Even more ironic is the ASW program came about as part of what Kentucky sought to do in the last decade for criminal justice reform.

In 2011, the Kentucky General Assembly passed House Bill 463, The Public Safety and Offender Accountability Act. Back then the commonwealth faced the same problem we still haven’t solved: an inflating prison population.

Rep. John Tilley, D-Hopkinsville, left, and Senate Judiciary Committee chairman Tom Jensen, R-London, looked at prospective speakers before a committee meeting that approved a prison-reform bill. AP
Rep. John Tilley, D-Hopkinsville, left, and Senate Judiciary Committee chairman Tom Jensen, R-London, looked at prospective speakers before a committee meeting that approved a prison-reform bill.
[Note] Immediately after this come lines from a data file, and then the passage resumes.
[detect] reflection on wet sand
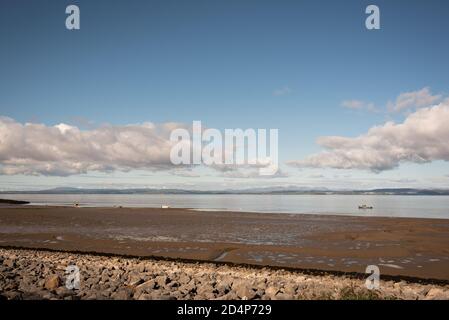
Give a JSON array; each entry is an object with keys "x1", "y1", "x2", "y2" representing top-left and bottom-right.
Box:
[{"x1": 0, "y1": 207, "x2": 449, "y2": 280}]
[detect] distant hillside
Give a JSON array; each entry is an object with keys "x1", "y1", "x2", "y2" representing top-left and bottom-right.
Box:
[{"x1": 0, "y1": 187, "x2": 449, "y2": 196}]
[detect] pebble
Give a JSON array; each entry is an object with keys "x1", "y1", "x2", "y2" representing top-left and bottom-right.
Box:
[{"x1": 0, "y1": 249, "x2": 449, "y2": 300}]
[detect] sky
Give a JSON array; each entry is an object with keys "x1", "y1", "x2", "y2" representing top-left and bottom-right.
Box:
[{"x1": 0, "y1": 0, "x2": 449, "y2": 190}]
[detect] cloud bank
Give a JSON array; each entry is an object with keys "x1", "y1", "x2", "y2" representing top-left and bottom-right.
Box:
[
  {"x1": 0, "y1": 117, "x2": 180, "y2": 176},
  {"x1": 387, "y1": 87, "x2": 442, "y2": 112},
  {"x1": 288, "y1": 100, "x2": 449, "y2": 172}
]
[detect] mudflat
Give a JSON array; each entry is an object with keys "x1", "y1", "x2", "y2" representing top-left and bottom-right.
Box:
[{"x1": 0, "y1": 205, "x2": 449, "y2": 280}]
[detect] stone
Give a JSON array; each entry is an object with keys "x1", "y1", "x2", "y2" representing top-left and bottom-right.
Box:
[
  {"x1": 425, "y1": 288, "x2": 449, "y2": 300},
  {"x1": 111, "y1": 290, "x2": 131, "y2": 300},
  {"x1": 232, "y1": 280, "x2": 256, "y2": 300},
  {"x1": 265, "y1": 286, "x2": 279, "y2": 299},
  {"x1": 3, "y1": 259, "x2": 16, "y2": 268},
  {"x1": 44, "y1": 274, "x2": 61, "y2": 290}
]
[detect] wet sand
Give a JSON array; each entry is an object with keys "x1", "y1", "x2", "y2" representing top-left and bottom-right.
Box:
[{"x1": 0, "y1": 206, "x2": 449, "y2": 281}]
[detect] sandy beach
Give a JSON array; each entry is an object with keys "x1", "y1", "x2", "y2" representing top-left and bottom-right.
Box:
[
  {"x1": 0, "y1": 249, "x2": 449, "y2": 300},
  {"x1": 0, "y1": 206, "x2": 449, "y2": 282}
]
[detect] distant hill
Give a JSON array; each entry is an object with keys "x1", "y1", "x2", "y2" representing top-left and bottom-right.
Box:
[{"x1": 0, "y1": 187, "x2": 449, "y2": 196}]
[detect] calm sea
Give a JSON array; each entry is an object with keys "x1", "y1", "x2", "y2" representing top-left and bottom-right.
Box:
[{"x1": 2, "y1": 194, "x2": 449, "y2": 219}]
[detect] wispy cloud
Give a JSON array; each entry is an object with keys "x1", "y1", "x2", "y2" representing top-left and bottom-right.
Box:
[
  {"x1": 288, "y1": 103, "x2": 449, "y2": 172},
  {"x1": 387, "y1": 87, "x2": 442, "y2": 112},
  {"x1": 341, "y1": 100, "x2": 378, "y2": 112},
  {"x1": 0, "y1": 117, "x2": 186, "y2": 176},
  {"x1": 273, "y1": 86, "x2": 292, "y2": 96}
]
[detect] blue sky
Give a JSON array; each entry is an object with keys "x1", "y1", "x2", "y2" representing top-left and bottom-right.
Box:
[{"x1": 0, "y1": 0, "x2": 449, "y2": 189}]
AP

The hope was HB 463 would decrease the state’s prison population, cut spending on corrections and expand access to treatment programs as a viable alternative to incarceration.
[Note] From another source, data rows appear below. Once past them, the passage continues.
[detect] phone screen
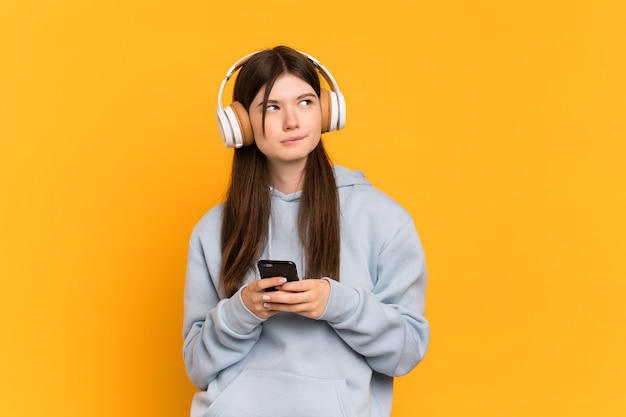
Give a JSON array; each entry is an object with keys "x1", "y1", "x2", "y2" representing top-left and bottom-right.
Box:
[{"x1": 257, "y1": 259, "x2": 299, "y2": 291}]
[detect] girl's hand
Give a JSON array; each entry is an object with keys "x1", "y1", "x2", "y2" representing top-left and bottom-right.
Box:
[
  {"x1": 259, "y1": 279, "x2": 330, "y2": 319},
  {"x1": 241, "y1": 277, "x2": 287, "y2": 319}
]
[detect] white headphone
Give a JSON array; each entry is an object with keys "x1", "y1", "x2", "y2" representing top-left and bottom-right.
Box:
[{"x1": 217, "y1": 51, "x2": 346, "y2": 148}]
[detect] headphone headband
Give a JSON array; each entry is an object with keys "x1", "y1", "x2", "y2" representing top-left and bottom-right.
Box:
[{"x1": 216, "y1": 51, "x2": 346, "y2": 148}]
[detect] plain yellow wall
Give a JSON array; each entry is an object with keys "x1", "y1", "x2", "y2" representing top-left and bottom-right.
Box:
[{"x1": 0, "y1": 0, "x2": 626, "y2": 417}]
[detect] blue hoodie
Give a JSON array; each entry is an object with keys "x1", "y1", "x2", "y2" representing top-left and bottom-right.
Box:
[{"x1": 183, "y1": 166, "x2": 429, "y2": 417}]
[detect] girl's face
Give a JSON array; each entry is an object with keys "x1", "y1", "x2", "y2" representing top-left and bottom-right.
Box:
[{"x1": 248, "y1": 74, "x2": 322, "y2": 168}]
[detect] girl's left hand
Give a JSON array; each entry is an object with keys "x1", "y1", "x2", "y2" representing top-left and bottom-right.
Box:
[{"x1": 263, "y1": 279, "x2": 330, "y2": 319}]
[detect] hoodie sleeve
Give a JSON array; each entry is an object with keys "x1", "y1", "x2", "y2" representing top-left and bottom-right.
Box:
[
  {"x1": 183, "y1": 238, "x2": 264, "y2": 390},
  {"x1": 320, "y1": 216, "x2": 430, "y2": 376}
]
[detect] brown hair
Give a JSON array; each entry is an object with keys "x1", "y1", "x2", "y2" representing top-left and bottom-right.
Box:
[{"x1": 220, "y1": 46, "x2": 340, "y2": 297}]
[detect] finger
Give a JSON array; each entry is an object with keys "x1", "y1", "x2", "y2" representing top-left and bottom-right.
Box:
[{"x1": 258, "y1": 277, "x2": 287, "y2": 291}]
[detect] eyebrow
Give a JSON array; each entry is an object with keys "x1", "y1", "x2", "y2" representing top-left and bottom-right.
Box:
[{"x1": 257, "y1": 93, "x2": 317, "y2": 107}]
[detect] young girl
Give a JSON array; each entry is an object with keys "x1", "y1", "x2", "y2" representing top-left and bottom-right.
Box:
[{"x1": 178, "y1": 46, "x2": 429, "y2": 417}]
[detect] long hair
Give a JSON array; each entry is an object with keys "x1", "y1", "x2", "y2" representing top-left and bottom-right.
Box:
[{"x1": 220, "y1": 46, "x2": 340, "y2": 297}]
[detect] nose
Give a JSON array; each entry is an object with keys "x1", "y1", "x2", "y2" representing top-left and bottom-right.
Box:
[{"x1": 284, "y1": 108, "x2": 300, "y2": 130}]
Thirteen years later, I think we can say that didn’t pan out. However, it’s not because the reforms we sought were not worthwhile, and not because they couldn’t work (the AWS program is proof it can work), but rather because when given the option between incarceration and treatment our base human instinct chose punishment over redemption.

The war Kentucky would come to wage on opioids in the intervening years would see the share of prosecutions with drug-related charges go from 15% of all prosecutions in 2011 to a quarter of all statewide prosecutions from 2018 to 2021, the Vera Institute found. These also increasingly become felony drug charges.
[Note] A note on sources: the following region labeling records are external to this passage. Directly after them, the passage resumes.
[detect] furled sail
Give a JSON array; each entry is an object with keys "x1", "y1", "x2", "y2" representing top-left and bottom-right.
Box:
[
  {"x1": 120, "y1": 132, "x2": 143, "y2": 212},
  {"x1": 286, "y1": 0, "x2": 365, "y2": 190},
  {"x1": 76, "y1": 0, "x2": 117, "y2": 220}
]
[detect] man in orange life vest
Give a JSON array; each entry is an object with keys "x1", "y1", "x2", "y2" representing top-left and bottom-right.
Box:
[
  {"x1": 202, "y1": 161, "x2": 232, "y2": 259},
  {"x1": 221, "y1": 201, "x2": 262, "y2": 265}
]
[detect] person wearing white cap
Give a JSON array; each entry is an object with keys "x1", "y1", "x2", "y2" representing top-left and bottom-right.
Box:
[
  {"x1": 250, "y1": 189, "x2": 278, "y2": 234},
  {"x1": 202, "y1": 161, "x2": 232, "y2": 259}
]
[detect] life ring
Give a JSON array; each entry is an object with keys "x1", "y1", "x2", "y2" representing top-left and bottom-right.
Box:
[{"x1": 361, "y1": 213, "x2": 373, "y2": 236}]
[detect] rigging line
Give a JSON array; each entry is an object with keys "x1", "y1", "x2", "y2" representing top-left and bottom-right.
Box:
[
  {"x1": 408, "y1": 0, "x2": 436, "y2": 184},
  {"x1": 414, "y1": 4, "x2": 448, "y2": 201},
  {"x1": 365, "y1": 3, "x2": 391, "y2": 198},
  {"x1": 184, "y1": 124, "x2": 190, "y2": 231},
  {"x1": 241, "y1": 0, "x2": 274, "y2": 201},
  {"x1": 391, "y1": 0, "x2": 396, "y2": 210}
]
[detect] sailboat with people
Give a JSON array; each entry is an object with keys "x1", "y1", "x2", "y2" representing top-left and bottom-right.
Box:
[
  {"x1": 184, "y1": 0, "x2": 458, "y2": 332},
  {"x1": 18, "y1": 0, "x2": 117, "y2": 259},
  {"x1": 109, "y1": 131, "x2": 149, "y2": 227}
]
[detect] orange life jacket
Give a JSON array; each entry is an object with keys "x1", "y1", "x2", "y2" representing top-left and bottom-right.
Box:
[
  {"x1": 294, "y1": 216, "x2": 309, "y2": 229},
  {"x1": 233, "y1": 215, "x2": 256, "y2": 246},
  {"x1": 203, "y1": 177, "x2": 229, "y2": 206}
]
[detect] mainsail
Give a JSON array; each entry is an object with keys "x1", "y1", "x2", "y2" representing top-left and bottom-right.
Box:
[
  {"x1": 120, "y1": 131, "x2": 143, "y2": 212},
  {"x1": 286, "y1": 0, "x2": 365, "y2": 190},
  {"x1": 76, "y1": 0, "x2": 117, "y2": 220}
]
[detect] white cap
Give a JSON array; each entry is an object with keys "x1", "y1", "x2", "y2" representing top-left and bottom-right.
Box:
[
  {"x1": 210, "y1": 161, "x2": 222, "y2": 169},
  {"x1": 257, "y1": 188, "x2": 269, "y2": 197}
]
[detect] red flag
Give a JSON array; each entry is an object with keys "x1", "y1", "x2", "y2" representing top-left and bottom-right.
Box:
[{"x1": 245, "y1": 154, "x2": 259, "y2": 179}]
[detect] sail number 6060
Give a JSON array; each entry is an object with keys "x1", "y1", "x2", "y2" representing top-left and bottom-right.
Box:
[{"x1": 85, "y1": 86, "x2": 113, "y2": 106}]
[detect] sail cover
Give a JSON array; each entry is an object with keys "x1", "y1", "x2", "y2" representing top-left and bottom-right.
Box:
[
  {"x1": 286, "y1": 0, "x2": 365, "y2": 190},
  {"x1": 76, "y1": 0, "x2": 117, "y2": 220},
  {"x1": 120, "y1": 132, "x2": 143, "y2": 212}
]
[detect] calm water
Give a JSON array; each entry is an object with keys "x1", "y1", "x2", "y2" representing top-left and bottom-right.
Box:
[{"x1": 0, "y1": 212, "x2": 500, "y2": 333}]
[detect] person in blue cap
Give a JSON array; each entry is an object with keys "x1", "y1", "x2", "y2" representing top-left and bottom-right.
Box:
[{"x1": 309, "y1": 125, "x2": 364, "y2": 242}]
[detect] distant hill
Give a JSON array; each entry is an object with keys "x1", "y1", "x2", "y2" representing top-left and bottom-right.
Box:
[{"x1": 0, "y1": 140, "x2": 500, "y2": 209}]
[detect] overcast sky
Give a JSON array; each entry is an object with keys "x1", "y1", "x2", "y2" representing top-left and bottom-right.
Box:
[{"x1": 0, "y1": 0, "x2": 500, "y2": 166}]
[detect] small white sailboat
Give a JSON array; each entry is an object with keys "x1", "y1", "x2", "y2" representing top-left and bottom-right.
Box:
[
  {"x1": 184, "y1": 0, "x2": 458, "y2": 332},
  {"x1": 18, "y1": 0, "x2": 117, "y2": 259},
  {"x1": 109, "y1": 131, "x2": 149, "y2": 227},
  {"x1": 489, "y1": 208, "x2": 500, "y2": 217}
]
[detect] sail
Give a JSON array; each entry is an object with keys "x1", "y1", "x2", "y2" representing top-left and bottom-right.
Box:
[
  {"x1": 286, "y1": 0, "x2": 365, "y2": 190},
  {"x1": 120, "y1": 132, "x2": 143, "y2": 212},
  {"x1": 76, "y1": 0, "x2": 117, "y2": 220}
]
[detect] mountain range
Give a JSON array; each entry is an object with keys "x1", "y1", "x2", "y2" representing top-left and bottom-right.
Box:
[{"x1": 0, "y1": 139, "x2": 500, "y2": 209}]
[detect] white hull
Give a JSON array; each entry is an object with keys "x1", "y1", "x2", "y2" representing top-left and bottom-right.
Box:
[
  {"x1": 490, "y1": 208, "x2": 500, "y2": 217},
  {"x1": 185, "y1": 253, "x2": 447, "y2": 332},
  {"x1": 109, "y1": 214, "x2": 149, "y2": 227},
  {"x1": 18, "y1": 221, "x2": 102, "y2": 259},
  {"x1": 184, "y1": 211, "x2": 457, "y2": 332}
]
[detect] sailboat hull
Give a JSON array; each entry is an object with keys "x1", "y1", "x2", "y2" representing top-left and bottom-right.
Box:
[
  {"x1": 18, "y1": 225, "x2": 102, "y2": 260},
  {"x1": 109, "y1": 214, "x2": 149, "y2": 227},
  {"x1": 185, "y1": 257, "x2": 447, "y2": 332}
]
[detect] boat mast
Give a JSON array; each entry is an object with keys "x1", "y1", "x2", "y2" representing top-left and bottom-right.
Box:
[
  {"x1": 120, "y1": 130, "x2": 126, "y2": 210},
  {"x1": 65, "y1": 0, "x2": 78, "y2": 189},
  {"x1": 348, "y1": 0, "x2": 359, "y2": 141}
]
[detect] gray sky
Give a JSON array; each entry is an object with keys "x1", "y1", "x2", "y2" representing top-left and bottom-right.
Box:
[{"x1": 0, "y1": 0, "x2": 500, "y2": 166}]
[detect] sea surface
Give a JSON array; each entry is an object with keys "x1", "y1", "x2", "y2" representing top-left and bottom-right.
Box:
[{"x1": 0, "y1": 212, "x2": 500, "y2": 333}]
Likewise, the Vera Institute found that HB 463’s goal to expand treatment alternatives was undermined by “the preservation of broad prosecutorial and judicial discretion.”

While some state lawmakers may say our attempts at reforms failed I have to look at all of this and wonder, “Did we even really try?”

How many is enough?

If it’s not clear enough already, the state is willfully finding ways to throw more people into county jails and state prisons.

It’s worth asking, in the face of legislation that would not only incarcerate more people, but keep them incarcerated for longer: How many Kentuckians need to be imprisoned until we are safe?

What’s the number? Is it 50,000? Is it 100,000? Is it until we have enough to warrant that federal prison in Letcher County that U.S. Rep. Hal Rogers desperately wants?

Is it until local jails finally burst at the seams from their chronic overcrowding problems that harm both inmates and jail employees alike? What’s the game plan for those jails once there’s all these new inmates?

And if you want to talk brass tax, how much is the state willing to spend on this? Incarcerating people is no small amount of money.

An impact statement prepared by legislative analysts estimated the bill would bring a “significant increase in operational costs” for local and state governments, but no estimated total cost was included.

All of which is to say the full cost to taxpayers to fund what is essentially an exercise in futility is unknown at this time.

The Vera Institute report offers policy recommendations to Kentucky’s incarceration sweet tooth: reduce or eliminate criminal penalties related to poverty and drug use; investing in treatment for drug and alcohol use and mental health untethered from the legal system; eliminate revenue incentives that drive incarceration; overhaul the pretrial system, etc.

Our lawmakers will likely do none of that. Instead they will opt for the simple solution which is to lock more people away. God forbid we expect them to have the wherewithal to tackle hard problems and come up with solutions.

Homelessness is a problem in Kentucky, and it’s not exclusive to the big cities either; fentanyl and drug overdoses are a problem, and I’m not disputing that.

What I am disputing is that the solution to any of these problems is a one-size-fits all approach where we throw up our hands and go, “Well we haven’t really tried anything, so I guess jail it is.”

The decision to do so, in the face of other solutions, is an admission from our leaders that they are uninterested, and perhaps incapable, of tackling this issue and others.